It is about big data versus conventional database
I recently ended a hackathon www.spaceapps.cl and my project was simple: crawled information about the weather and process it visually. The system worked. This hackathon lasted 2 days so everything was rushed.
I didn't win it but I am not mad
However, a jury lost her arms :-)
Technically, it is illegal to crawl a site so I can't share the library that I use and it is a shame, it works really well.
->enterLevel('<A HREF="http://www.nws.noaa.gov/dm-cgi-bin/nsd_lookup.pl?station=','"',false,false) ->if() ->set('myid','@_value@') ->showmessage('@myid@') ->object('myrow','stationid','@_value@','add') ->else() ->showmessage('exit') ->break() ->endif() ->exitLevel()
It is part of the code.
I love the use of the database. Databases are ideal for data analysis.
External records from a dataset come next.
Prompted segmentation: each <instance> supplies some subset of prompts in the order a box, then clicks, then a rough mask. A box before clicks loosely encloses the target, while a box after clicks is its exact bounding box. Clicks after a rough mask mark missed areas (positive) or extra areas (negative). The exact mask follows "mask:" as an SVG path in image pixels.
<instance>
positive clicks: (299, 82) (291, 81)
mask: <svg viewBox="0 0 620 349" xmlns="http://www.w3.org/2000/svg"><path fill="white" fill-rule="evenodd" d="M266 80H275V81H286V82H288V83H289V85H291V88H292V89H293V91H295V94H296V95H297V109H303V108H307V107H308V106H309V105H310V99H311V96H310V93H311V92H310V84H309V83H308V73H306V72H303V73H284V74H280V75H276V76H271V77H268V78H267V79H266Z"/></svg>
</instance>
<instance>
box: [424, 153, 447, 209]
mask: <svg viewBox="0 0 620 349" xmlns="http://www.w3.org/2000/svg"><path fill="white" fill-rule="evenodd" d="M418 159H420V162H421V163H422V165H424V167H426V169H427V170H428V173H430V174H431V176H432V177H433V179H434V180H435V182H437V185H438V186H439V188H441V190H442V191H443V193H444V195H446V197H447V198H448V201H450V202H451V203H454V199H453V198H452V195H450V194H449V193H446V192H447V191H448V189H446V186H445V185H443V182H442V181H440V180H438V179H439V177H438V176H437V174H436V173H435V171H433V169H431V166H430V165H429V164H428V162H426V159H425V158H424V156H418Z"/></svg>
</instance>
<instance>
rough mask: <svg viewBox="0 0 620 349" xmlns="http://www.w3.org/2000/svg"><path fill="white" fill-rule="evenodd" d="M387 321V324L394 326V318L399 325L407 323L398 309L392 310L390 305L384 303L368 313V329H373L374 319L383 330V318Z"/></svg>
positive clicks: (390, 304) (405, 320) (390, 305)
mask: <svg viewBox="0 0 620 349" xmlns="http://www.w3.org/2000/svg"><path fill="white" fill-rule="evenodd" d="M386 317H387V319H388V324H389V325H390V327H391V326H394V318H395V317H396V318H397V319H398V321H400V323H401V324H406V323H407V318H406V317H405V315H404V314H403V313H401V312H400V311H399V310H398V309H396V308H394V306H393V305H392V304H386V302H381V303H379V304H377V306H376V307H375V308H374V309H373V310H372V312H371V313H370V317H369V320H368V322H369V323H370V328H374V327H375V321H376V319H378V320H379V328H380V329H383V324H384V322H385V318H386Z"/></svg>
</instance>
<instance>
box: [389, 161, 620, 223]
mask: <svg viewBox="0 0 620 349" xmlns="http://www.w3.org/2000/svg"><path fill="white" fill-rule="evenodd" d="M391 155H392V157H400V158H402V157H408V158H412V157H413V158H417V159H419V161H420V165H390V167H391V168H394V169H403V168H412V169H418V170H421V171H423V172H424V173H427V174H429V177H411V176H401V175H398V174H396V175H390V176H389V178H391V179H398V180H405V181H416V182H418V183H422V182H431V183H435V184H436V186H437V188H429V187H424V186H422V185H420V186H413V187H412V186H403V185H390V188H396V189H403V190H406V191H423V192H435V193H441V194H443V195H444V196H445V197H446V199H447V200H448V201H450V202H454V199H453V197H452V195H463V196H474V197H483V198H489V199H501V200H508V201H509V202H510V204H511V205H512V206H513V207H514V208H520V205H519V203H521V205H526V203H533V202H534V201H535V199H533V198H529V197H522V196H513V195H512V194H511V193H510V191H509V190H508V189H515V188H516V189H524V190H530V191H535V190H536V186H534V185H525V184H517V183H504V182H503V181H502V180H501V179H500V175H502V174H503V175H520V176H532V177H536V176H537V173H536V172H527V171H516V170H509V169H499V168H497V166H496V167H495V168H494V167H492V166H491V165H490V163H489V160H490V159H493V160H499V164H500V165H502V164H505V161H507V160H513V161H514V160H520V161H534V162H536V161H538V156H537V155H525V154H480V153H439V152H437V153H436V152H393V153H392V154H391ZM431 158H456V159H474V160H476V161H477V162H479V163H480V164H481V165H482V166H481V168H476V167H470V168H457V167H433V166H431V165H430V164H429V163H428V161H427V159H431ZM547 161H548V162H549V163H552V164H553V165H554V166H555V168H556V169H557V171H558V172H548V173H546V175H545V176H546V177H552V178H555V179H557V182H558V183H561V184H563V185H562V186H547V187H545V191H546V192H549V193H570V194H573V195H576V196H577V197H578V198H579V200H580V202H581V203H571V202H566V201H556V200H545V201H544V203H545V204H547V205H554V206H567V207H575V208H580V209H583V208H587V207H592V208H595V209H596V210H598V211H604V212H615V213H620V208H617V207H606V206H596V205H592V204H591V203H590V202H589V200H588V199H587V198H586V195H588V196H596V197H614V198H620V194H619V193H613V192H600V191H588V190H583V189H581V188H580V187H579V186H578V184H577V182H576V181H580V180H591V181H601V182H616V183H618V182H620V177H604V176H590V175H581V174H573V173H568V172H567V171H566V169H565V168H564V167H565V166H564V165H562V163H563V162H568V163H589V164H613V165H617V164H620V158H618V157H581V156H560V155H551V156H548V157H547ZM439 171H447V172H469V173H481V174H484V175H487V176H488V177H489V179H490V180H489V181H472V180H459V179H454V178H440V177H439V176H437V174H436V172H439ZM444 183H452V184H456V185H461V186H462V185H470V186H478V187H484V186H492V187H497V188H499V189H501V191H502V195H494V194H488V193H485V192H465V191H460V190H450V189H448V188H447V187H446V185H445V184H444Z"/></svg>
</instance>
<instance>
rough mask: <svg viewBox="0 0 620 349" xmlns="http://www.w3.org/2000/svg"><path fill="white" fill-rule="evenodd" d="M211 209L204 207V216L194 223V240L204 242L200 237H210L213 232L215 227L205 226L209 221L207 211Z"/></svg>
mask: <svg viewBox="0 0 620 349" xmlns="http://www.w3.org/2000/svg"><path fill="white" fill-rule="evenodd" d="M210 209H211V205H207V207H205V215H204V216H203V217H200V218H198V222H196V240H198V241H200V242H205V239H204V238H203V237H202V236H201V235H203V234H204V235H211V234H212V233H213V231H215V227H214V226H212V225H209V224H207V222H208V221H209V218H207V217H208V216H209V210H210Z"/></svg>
However, I tried to insert a lot of information into the database and it was impossible to do it in a timely manner. It took around 3 hours to store 5% of the whole information (and this hackathon lasted 48 hours).
So, I decided to change strategy: FILE SYSTEM and surprise
It did the job in 5 minutes.
Why? It's simple. Every time we insert a value into a database, the database does a lot of jobs, updating the index, adding values to the redo-log, reserving space into the tablespace and inserting the value. Rinse and repeat x 1 million times. Even if we don't use an index, the work is huge. Instead, the file system is simple, it stores the information as-is (and once). The only bottleneck is the hard disk.
I could have done with MongoDB but (for this job), the file system is way faster even to MongoDB. Also, MongoDB adds a new level of complexity.
Finally, I compressed all the information and I store a consolidated into the database and the system works decently.